42: An Andalusian Dog

La chien andalou

FR  16m  Dir: Luis Bunel

Original Screenplay

I think I'd best describe An Andalusian Dog as a surrealist nightmare. It's a collaboration between Spanish director Luis Buñuel and surrealist artist Salvador Dalí.

There's a debate to be had about whether it really has a plot. It's essentially just a series of disturbing images which include a woman's eye appearing to be sliced with a knife, a hand with a hole in from which ants crawl out of, an androgynous figure poking a severed hand in the middle of a street, dead horses on pianos and a woman's armpit hair suddenly moving to where a man's mouth should be. 

Individually these images are intriguing and really well portrayed. The sliced eyeball is particularly disturbing and well executed. The film even has an appearance from a death head's hawkmoth, the insect that appear to have a skull on it's back which is more famously seen in Silence of the Lambs. They are pieces of art which both shock and intrigue in typical Dali style. 

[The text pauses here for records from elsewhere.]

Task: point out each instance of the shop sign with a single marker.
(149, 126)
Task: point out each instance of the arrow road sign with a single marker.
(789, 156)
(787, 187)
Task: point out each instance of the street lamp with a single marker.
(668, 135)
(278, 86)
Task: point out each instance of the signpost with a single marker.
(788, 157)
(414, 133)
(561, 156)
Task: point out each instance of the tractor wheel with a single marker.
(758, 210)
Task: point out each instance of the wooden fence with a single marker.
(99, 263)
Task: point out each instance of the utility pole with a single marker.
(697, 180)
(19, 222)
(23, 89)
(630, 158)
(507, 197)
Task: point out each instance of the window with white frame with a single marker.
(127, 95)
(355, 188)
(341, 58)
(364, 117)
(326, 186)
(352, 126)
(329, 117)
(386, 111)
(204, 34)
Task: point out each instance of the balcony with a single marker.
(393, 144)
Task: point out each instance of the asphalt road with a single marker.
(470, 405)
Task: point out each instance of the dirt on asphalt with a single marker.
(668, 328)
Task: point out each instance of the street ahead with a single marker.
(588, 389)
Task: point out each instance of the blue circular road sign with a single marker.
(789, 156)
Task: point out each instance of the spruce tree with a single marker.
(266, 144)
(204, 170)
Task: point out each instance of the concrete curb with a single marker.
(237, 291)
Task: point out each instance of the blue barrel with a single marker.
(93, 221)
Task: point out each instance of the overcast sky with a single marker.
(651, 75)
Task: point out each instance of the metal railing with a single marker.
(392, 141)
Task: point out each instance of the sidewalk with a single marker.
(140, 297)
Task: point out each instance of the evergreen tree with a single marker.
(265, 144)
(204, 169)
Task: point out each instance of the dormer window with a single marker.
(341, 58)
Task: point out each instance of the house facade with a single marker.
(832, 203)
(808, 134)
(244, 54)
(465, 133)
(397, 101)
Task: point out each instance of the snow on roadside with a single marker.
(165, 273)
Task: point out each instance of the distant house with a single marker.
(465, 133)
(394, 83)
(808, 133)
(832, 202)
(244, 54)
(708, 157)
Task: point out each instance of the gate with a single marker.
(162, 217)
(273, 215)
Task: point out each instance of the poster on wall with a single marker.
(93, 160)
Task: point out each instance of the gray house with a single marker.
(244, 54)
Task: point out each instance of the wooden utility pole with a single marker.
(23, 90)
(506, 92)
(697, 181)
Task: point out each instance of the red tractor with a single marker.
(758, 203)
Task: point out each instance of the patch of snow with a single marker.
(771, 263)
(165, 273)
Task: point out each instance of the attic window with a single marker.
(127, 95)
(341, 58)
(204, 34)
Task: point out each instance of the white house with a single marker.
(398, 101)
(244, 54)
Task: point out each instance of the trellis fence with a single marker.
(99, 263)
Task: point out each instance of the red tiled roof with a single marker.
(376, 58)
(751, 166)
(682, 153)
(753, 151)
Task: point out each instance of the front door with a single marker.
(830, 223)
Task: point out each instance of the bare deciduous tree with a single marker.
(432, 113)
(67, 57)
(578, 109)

Strangely though, these images are stitched together into some sort of narrative. The same characters appear throughout and we see captions like "eight months later". It's unclear whether there is meant to be a story here or not. I tend to favor the latter opinion, that this is just a series of images which are linked together and that there is not story or meaning behind the film as a whole. 

At the same time though, it's possible to come up with a meaning to it. I don't think there really is one but maybe the whole point of this piece was for viewers to watch it and then put there own interpretations of the story to it. It's not difficult to imagine groups of friends seeing this in Paris in 1929 and then spending much of the evening discussing it afterwards. 

If I was forced to come up with a meaning to the narrative here, I'd say it's a story where an unhinged man pursues a woman who doesn't welcome his advances. He tries repeatedly to seduce her but fails. When he later discovers her with a lover on a beach he murders them both and buries them in the sand up to their necks. Frankly I don't know if this interpretation says more about the film or me!

I'm not sure whether I can say if I liked this or not. It's not a film in any conventional sense but it's an interesting artwork which you can think about endlessly and still never really come up with any conclusions about it.